Beigeordneter Zobel gibt dazu an, dass soeben eine schöne Rede über Verwaltung und Demokratie gehalten worden sei. Man müsse jedoch berücksichtigen, dass die gewählten Mandatsräger/-innen ehrenamtlich tätig sind und somit nicht zeitlich uneingeschränkt zur Verfügung stünden. Er sei schon sehr lange im Rat tätig und habe bisher kein Dilemma bei der bisherigen Regelung empfunden bzw fühle sich nicht demokratisch ausgeschaltet. Wenn die SPD-Fraktion das so empfinde, frage er sich, warum sie erst jetzt tätig geworden ist. Wegen eines Stellenbesetzungsvorgangs werde nun das Kind mit dem Bade ausgeschüttet.
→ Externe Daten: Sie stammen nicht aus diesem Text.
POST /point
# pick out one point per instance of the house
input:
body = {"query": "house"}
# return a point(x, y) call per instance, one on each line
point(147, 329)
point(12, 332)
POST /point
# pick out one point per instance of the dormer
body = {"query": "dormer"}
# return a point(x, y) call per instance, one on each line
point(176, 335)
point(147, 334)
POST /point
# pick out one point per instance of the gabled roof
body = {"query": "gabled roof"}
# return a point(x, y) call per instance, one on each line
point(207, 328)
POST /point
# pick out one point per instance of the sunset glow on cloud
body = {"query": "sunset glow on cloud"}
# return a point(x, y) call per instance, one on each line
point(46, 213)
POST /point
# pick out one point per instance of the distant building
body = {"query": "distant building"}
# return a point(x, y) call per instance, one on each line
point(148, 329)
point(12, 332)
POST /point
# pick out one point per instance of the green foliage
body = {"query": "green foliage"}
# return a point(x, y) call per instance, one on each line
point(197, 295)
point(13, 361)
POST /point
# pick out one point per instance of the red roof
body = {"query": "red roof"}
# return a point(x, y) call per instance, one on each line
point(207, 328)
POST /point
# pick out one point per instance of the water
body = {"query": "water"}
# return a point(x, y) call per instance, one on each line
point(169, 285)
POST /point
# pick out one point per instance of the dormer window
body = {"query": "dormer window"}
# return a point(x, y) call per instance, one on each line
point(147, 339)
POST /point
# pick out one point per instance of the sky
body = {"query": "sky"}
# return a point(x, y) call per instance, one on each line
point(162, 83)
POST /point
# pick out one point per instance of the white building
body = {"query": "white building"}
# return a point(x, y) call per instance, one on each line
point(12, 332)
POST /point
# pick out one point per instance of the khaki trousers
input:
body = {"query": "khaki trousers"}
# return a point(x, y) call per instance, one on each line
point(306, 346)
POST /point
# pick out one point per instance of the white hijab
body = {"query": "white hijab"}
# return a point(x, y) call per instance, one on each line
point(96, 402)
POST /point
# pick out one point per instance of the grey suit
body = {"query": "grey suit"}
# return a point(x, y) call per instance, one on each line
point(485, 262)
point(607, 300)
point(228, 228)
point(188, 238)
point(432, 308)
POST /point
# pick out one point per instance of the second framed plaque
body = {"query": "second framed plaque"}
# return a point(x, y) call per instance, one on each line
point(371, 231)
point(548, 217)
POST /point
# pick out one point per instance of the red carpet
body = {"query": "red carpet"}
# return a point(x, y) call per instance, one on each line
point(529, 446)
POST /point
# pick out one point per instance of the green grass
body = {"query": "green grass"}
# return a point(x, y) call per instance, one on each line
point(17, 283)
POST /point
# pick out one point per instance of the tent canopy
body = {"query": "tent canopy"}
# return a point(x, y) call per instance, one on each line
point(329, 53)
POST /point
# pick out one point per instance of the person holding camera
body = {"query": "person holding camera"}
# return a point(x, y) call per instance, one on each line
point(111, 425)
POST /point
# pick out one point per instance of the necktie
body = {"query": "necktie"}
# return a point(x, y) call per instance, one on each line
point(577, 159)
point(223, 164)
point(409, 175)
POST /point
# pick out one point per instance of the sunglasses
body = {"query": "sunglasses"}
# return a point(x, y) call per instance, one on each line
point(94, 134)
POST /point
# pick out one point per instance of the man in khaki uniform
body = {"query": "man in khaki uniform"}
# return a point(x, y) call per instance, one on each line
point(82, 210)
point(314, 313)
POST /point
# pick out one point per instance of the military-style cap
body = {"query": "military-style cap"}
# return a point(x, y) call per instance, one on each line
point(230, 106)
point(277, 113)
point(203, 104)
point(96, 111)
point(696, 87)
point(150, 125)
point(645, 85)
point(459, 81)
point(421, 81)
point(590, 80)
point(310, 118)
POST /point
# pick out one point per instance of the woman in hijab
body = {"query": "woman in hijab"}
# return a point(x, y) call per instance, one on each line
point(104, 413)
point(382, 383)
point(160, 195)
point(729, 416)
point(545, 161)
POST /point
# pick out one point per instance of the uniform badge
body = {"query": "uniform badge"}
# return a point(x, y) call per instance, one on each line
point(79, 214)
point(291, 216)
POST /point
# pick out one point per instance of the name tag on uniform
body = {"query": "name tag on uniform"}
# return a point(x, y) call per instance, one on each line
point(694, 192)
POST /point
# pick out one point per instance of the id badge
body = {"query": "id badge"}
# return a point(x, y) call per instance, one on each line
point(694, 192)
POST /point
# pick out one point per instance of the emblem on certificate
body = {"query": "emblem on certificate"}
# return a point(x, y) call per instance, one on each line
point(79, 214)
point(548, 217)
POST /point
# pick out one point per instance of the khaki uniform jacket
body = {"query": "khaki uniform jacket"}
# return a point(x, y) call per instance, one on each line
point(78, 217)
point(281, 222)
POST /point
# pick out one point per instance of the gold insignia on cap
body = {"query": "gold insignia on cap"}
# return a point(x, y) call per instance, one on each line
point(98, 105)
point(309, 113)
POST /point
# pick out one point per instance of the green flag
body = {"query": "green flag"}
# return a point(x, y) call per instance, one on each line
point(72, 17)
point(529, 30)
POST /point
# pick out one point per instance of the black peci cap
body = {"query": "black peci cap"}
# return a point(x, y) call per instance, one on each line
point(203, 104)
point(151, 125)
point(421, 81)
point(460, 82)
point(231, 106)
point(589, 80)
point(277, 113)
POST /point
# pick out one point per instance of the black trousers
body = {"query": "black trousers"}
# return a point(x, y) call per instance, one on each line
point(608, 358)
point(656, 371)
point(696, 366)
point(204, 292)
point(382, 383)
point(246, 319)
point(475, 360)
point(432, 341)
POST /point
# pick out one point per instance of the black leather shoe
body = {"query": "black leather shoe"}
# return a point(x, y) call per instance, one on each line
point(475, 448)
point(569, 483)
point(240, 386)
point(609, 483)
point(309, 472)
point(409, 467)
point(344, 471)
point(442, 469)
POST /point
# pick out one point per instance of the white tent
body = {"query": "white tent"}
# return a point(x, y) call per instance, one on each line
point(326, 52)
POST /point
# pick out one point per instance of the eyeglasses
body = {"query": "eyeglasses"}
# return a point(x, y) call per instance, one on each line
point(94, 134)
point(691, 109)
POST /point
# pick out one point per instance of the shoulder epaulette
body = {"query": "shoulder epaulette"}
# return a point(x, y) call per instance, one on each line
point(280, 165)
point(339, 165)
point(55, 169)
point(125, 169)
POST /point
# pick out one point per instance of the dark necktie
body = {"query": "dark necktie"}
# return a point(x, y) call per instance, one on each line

Er stellt klar, dass die Politik wie bisher nur bei den wesentlichen Stellen (u. a. mit Leitungsfunktion) mit eingebunden werden sollte. Die Fraktion der Bündnis 90 / Die Grünen lehne den Vorschlag der SPD-Fraktion ab.

 

rgermeister Gevers trägt vor, dass sich im Rat eine Misstrauenskultur entwickelt habe, die er so noch nicht erlebt habe. Im Antrag AN/0047/17 der SPD-Fraktion sei u. a. aufgeführt, dass der künfige Oberbürgermeister hier andere Schwerpunkte setzen und dem „Parteibuch“ und persönliche Beziehungen Vorrang vor Qualifikation geben wolle. Diese Ausführungen seien alles reine Vermutungen; hinzu komme, dass auf einmal seit 2001 alle Beteiligten komplett falsch gehandelt haben sollen. Hier werde in unerträglicher Weise die Arbeit der Verwaltung schlecht gemacht, obwohl gute Arbeit geleistet worden sei. Eventuell sei zuletzt ein Verfahren nicht ganz optimal gelaufen, dies rechtfertige aber nicht solch pauschale Unterstellungen. Er vertraue der Verwaltung, dass die Stellenbesetzungsverfahren nach den vorgegebenen Richtlinien und unter Einbeziehung der zu beteiligenden Gremien abgewickelt worden sind. Abschließend könne er nur feststellen, dass dieser Schauantrag der SPD-Fraktion in den Papierkorb gehört.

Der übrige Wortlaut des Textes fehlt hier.